Farinacci, et al.        Expires January 9, 2010                [Page 1]


Internet-Draft   A Reliable Transport Mechanism for PIM        July 2009


Abstract

   This draft describes how a reliable transport mechanism can be used
   by the PIM protocol to optimize CPU and bandwidth resource
   utilization by eliminating periodic Join/Prune message transmission.
   This draft proposes a modular extension to PIM to use either the TCP
   or SCTP transport protocol.


Table of Contents

   1.  Introduction . . . . . . . . . . . . . . . . . . . . . . . . .  3
     1.1.  Requirements Notation  . . . . . . . . . . . . . . . . . .  5
     1.2.  Definitions  . . . . . . . . . . . . . . . . . . . . . . .  5
   2.  Protocol Overview  . . . . . . . . . . . . . . . . . . . . . .  6
   3.  New PIM Hello Options  . . . . . . . . . . . . . . . . . . . .  7
     3.1.  PIM over the TCP Transport Protocol  . . . . . . . . . . .  7
     3.2.  PIM over the SCTP Transport Protocol . . . . . . . . . . .  8
   4.  Establishing Transport Connections . . . . . . . . . . . . . . 10
     4.1.  TCP Connection Maintenance . . . . . . . . . . . . . . . . 11
     4.2.  Moving from PORT to Datagram Mode  . . . . . . . . . . . . 12
     4.3.  On-demand versus Pre-configured Connections  . . . . . . . 12
     4.4.  Possible Hello Suppression Considerations  . . . . . . . . 13
     4.5.  Avoiding a Pair of Connections between Neighbors . . . . . 13
   5.  Common Header Definition . . . . . . . . . . . . . . . . . . . 15
   6.  Outgoing Interface List Explicit Tracking  . . . . . . . . . . 19
   7.  Multiple Instances and Address-Family Support  . . . . . . . . 20
   8.  Miscellany . . . . . . . . . . . . . . . . . . . . . . . . . . 21
   9.  Security Considerations  . . . . . . . . . . . . . . . . . . . 22
   10. IANA Considerations  . . . . . . . . . . . . . . . . . . . . . 23
   11. Contributors . . . . . . . . . . . . . . . . . . . . . . . . . 24
   12. Acknowledgments  . . . . . . . . . . . . . . . . . . . . . . . 25
   13. References . . . . . . . . . . . . . . . . . . . . . . . . . . 26
     13.1. Normative References . . . . . . . . . . . . . . . . . . . 26
     13.2. Informative References . . . . . . . . . . . . . . . . . . 26
   Authors' Addresses . . . . . . . . . . . . . . . . . . . . . . . . 27















Farinacci, et al.        Expires January 9, 2010                [Page 2]

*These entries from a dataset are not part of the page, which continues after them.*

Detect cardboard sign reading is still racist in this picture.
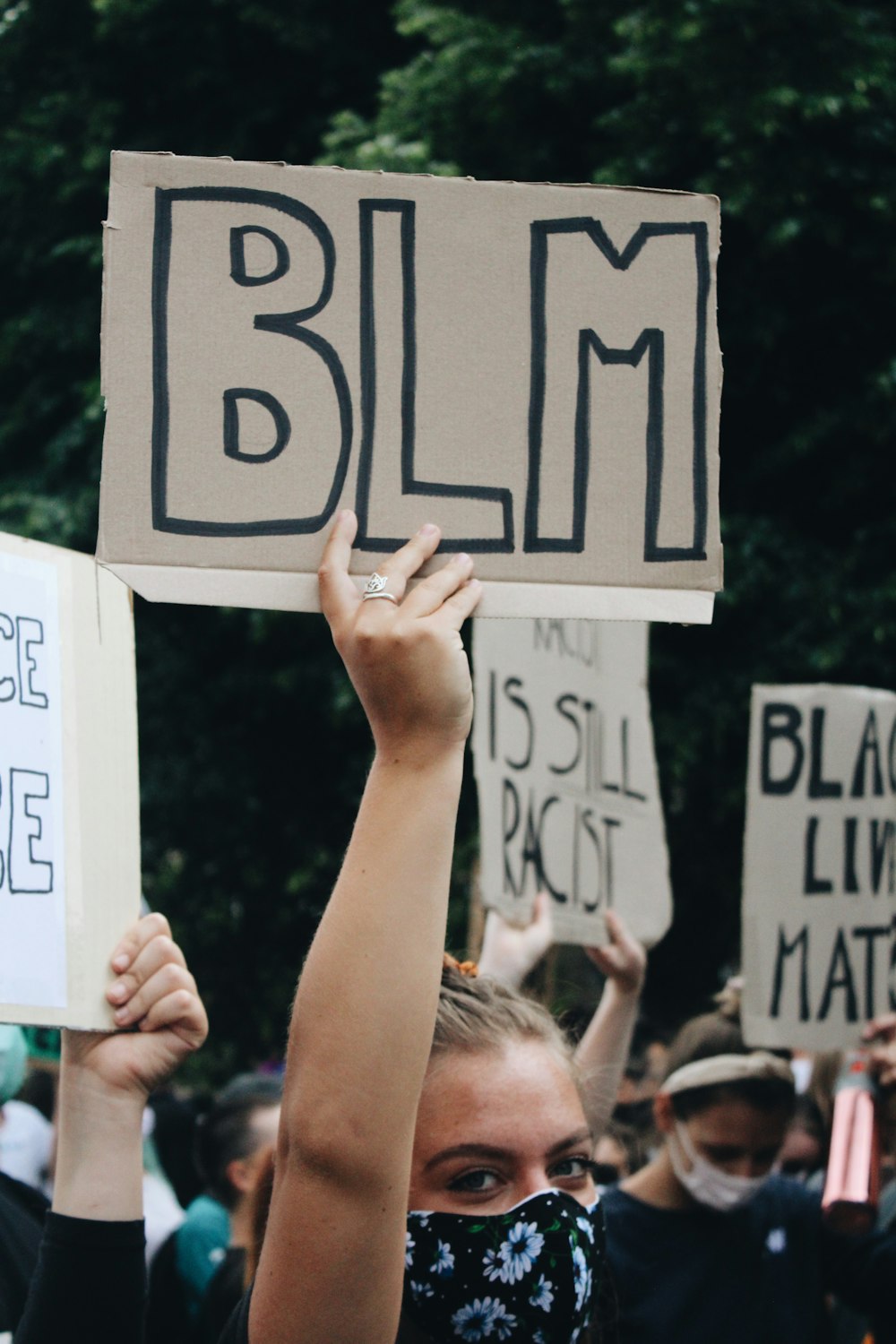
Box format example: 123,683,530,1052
743,685,896,1050
473,617,672,946
98,153,721,621
0,535,140,1030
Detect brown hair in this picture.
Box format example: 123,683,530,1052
430,959,573,1069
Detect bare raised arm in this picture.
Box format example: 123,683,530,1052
250,513,479,1344
52,914,208,1222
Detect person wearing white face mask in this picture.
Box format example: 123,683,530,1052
603,1024,896,1344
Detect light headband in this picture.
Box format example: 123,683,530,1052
659,1050,794,1097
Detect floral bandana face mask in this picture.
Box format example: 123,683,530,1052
404,1190,603,1344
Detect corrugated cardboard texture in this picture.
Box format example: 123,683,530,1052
473,617,672,946
743,685,896,1050
97,153,721,621
0,535,140,1031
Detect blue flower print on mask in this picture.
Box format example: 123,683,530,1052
404,1190,603,1344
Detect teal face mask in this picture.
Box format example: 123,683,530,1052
0,1027,28,1107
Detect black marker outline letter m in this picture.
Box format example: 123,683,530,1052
522,217,711,562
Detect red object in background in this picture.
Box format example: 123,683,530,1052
821,1054,880,1234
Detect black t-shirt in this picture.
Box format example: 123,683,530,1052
216,1289,599,1344
14,1214,146,1344
0,1172,48,1335
603,1176,896,1344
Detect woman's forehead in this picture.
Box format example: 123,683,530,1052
417,1040,587,1150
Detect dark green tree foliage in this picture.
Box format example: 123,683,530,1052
0,0,896,1073
326,0,896,1021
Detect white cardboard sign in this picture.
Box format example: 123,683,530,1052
0,535,140,1030
97,153,721,621
473,617,672,945
743,685,896,1050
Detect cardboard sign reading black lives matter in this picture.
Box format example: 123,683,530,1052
0,535,140,1031
473,617,672,946
98,153,721,621
743,685,896,1050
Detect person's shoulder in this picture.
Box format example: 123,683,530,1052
756,1172,821,1215
745,1172,821,1236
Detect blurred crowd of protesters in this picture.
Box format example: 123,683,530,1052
0,898,896,1344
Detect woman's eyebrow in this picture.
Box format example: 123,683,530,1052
423,1144,511,1171
423,1129,592,1171
547,1129,594,1158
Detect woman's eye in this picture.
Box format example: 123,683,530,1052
449,1167,498,1193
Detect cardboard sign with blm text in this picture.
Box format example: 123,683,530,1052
473,617,672,946
0,534,140,1031
742,685,896,1050
97,153,721,621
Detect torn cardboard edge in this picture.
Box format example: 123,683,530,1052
98,153,721,624
0,534,141,1031
100,561,715,625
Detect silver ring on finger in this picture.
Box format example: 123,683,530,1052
361,572,398,607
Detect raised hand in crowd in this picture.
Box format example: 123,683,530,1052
246,515,602,1344
575,910,648,1142
14,914,208,1344
479,892,554,989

Internet-Draft   A Reliable Transport Mechanism for PIM        July 2009


1.  Introduction

   The goals of this specification are:

   o  To create a simple incremental mechanism to provide reliable PIM
      message delivery in PIM version 2.

   o  The reliable transport mechanism will be used for Join-Prune
      message transmission only.

   o  Can be used for link-local transmission of Join-Prune messages or
      multi-hop for use in a multicast VPN environments.

   o  When a router supports this specification, it need not use the
      reliable transport mechanism on every interface.  That is,
      negotiation on per interface basis (or MDT basis) will occur.

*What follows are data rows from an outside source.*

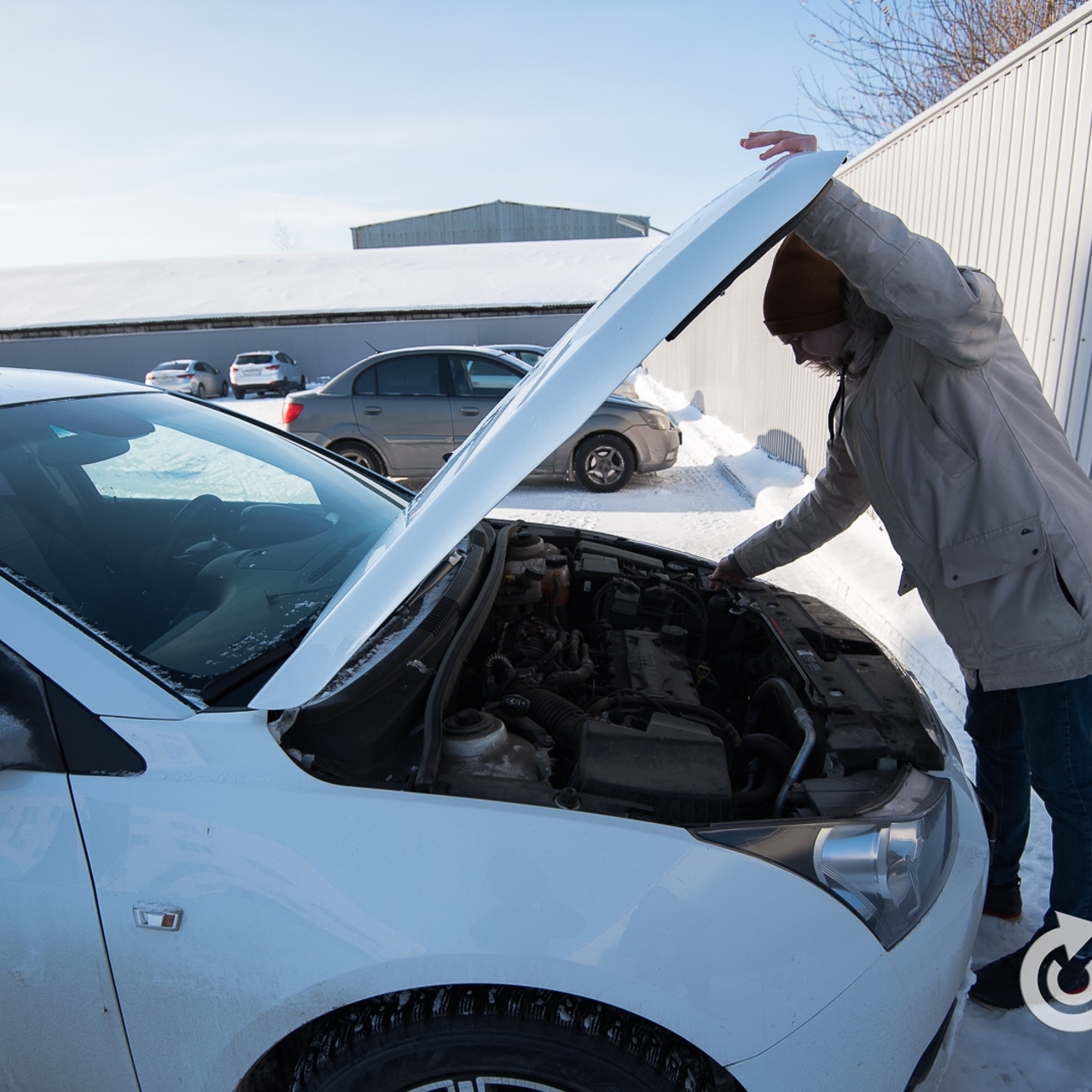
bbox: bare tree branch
[797,0,1080,151]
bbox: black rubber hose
[508,678,589,750]
[546,631,595,685]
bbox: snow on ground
[222,382,1092,1092]
[0,235,659,328]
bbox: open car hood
[251,152,844,709]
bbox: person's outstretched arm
[717,437,868,582]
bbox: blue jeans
[967,675,1092,955]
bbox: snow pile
[0,235,659,328]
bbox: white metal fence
[645,3,1092,474]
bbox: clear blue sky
[0,0,836,265]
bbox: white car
[0,153,987,1092]
[229,348,307,398]
[144,360,227,398]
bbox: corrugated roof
[0,237,659,330]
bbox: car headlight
[694,767,956,949]
[641,410,674,433]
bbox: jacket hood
[251,152,844,709]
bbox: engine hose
[744,675,816,819]
[508,678,589,750]
[546,631,595,685]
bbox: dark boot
[967,925,1089,1009]
[982,879,1023,921]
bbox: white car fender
[71,711,882,1092]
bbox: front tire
[572,433,636,492]
[290,986,720,1092]
[330,440,386,476]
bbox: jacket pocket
[940,518,1088,655]
[940,515,1048,588]
[903,382,975,477]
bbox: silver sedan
[283,346,682,492]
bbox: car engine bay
[282,524,944,827]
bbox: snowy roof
[0,237,659,330]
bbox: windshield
[0,393,404,693]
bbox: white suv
[229,350,307,398]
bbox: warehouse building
[645,3,1092,474]
[0,231,656,380]
[351,201,664,250]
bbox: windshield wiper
[201,608,322,706]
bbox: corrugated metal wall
[645,3,1092,474]
[351,201,648,250]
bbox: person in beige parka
[713,132,1092,1009]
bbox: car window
[448,356,523,398]
[0,393,404,694]
[352,368,375,394]
[372,352,444,394]
[0,644,65,772]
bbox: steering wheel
[149,492,224,572]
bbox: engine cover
[572,713,732,822]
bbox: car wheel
[290,986,720,1092]
[572,433,636,492]
[330,440,386,475]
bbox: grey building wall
[645,3,1092,474]
[351,201,648,250]
[0,308,586,381]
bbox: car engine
[282,524,944,826]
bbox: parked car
[485,345,640,402]
[0,153,988,1092]
[144,360,227,398]
[282,345,682,492]
[485,345,549,367]
[229,350,307,398]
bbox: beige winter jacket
[735,181,1092,690]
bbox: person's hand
[740,129,819,160]
[709,554,747,590]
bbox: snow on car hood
[251,152,844,709]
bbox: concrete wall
[645,3,1092,474]
[0,311,584,380]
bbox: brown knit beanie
[762,231,845,335]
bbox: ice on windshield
[0,393,404,693]
[84,426,320,504]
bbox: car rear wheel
[330,440,386,474]
[290,986,735,1092]
[572,433,636,492]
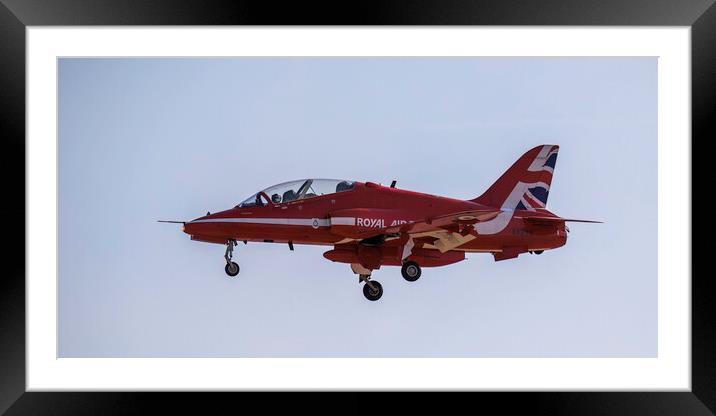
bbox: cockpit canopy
[238,179,354,208]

   The explicit non-goals of this specification are:

   o  Changes to the PIM protocol machinery as defined in [RFC4601].
      The reliable transport mechanism will be used as a plugin layer so
      the PIM component does not know it is really there.

   o  Provide support for both Datagram mode and Transport mode (see
      Section 1.2 for definitions) on the same physical interface or
      MDT.

   This document will specify how periodic JP message transmission can
   be eliminated by using TCP [RFC0761] or SCTP [RFC4960] as the
   reliable transport mechanism for JP messages.

   This specification enables greater scalability in multicast
   deployment since the processing required for protocol state
   maintenance can be reduced.  These enhancements to PIMv2 are
   applicable to IP multicast over routed services and VPNs [MCAST-VPN].
   In addition to reduced processing on PIM enabled routers, another
   important feature is the reduced join and leave latency provided
   through a reliable transport.

   In many existing and emerging networks, particularly wireless and
   mobile satellite systems, link degradation due to weather,
   interference, and other impairments can result in temporary spikes in
   the packet loss.  In these environments, periodic PIM joining can
   cause join latency when messages are lost causing a retransmission
   only 60 seconds later.  By applying a reliable transport, a lost join
   is retransmitted rapidly.  Furthermore, when the last user leaves a
   multicast group, any lost prune is similarly repaired and the
   multicast stream is quickly removed from the wireless/satellite link.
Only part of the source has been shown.